The developed system is an algorithmic trading strategy designed for intraday operations in the Brent crude oil market. Its primary objective is to capture continuation moves driven by institutional activity, using a structured approach based on price action, volume analysis, and key liquidity zones such as the Point of Control (POC).
Strategic Foundation
The model identifies market imbalances generated by institutional participants through the detection of a dominant price bar (wide range combined with above-average volume). Following this impulse, the system waits for a technical pullback toward a high-interest area — the POC — where the highest trading volume has historically occurred.
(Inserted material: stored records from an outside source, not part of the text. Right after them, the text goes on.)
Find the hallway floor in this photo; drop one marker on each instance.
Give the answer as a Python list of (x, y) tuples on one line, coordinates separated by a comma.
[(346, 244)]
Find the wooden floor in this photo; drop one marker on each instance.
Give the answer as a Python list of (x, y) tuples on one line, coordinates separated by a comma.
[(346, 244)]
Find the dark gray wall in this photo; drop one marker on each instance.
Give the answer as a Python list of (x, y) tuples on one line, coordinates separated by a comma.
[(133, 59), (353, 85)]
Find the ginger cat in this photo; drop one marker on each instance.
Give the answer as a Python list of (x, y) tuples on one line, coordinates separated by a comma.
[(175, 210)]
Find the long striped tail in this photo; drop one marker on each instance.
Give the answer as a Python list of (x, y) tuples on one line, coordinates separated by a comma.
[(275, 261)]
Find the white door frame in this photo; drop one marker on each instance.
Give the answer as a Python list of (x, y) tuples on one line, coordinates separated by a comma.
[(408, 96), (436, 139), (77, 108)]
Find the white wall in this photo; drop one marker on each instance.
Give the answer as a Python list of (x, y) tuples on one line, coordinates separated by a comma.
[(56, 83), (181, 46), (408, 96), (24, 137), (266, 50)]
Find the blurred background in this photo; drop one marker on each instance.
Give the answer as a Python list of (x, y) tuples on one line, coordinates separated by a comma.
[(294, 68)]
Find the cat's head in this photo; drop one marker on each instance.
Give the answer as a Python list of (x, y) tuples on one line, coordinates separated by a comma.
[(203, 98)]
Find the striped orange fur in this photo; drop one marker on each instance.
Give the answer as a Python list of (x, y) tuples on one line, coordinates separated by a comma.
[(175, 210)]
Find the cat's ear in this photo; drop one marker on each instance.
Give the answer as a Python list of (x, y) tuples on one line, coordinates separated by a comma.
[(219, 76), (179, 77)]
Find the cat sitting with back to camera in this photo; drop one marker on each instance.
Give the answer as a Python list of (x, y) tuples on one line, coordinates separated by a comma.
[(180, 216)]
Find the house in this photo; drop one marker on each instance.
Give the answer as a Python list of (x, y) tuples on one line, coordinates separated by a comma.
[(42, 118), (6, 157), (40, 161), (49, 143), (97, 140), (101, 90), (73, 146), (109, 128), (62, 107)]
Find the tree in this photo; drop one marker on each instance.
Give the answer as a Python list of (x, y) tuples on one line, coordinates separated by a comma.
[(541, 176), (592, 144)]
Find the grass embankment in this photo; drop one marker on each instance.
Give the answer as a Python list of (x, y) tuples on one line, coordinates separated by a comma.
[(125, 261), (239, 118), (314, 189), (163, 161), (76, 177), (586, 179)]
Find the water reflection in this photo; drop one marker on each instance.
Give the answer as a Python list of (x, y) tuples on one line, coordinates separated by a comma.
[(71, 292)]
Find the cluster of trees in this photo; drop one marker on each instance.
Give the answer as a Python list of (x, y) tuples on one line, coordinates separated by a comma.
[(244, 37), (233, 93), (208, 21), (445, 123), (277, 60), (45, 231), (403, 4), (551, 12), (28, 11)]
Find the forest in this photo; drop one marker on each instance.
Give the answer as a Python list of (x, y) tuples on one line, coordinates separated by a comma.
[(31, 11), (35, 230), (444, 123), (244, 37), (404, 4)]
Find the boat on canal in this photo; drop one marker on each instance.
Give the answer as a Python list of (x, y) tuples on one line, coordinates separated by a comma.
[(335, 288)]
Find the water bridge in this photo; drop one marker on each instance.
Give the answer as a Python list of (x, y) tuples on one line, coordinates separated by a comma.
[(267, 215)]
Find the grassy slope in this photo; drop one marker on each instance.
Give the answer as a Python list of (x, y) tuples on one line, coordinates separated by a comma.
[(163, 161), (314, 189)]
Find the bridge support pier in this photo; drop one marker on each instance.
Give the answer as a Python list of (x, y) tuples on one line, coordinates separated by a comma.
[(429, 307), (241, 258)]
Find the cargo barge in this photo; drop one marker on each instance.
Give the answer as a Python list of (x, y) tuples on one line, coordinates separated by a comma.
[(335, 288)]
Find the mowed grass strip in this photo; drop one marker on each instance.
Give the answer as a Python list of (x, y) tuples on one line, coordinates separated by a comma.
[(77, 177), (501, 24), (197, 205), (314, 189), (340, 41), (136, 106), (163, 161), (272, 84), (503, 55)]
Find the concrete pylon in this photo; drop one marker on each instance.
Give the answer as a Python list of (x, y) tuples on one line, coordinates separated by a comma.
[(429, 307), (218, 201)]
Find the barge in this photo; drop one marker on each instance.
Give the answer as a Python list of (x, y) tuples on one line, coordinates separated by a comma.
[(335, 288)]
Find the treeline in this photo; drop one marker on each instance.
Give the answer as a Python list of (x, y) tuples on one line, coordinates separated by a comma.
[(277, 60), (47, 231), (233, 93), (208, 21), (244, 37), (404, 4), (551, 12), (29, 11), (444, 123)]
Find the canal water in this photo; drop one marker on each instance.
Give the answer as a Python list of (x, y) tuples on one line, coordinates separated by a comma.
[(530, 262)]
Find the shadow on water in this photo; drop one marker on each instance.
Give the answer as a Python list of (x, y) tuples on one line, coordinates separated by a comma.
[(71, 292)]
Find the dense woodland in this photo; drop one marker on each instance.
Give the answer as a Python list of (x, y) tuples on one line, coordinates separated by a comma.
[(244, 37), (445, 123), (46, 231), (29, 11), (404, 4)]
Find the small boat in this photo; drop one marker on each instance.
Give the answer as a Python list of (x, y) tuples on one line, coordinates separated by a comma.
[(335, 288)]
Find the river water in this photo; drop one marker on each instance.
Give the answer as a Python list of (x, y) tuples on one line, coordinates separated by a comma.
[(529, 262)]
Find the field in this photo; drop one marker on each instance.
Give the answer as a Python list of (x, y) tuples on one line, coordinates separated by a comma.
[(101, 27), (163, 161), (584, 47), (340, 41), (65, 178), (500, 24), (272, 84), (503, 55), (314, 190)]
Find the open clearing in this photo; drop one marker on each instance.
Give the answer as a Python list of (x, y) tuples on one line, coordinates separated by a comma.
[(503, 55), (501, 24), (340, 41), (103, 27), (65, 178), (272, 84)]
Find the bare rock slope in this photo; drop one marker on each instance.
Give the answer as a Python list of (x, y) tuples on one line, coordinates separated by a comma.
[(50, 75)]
Trades are only executed if the price confirms respect for this level, signaling a high-probability continuation.
Operational Logic
- Impulse Detection: Identification of a strong price bar supported by significant volume.
- Context Validation: Trend analysis to ensure alignment with the prevailing market direction.
- POC Retest: Price retraces back to the equilibrium zone.
- Rejection Confirmation: Price action confirms respect of the POC level.
- Market Entry: Immediate execution at market upon confirmation, avoiding pending orders.
- Risk Management:
- Structurally defined fixed Stop Loss.
- Dynamic profit protection once predefined thresholds are reached.
- Exit Management:
- Partial or full take-profit based on price behavior.
- Implementation of a dynamic “profit floor” to lock in gains during pullbacks.
Key Advantages
- Focus on areas of true institutional participation.
- Noise reduction by filtering out low-quality setups.
- Higher entry precision through confirmation-based execution.
- Active risk management to prevent profit erosion.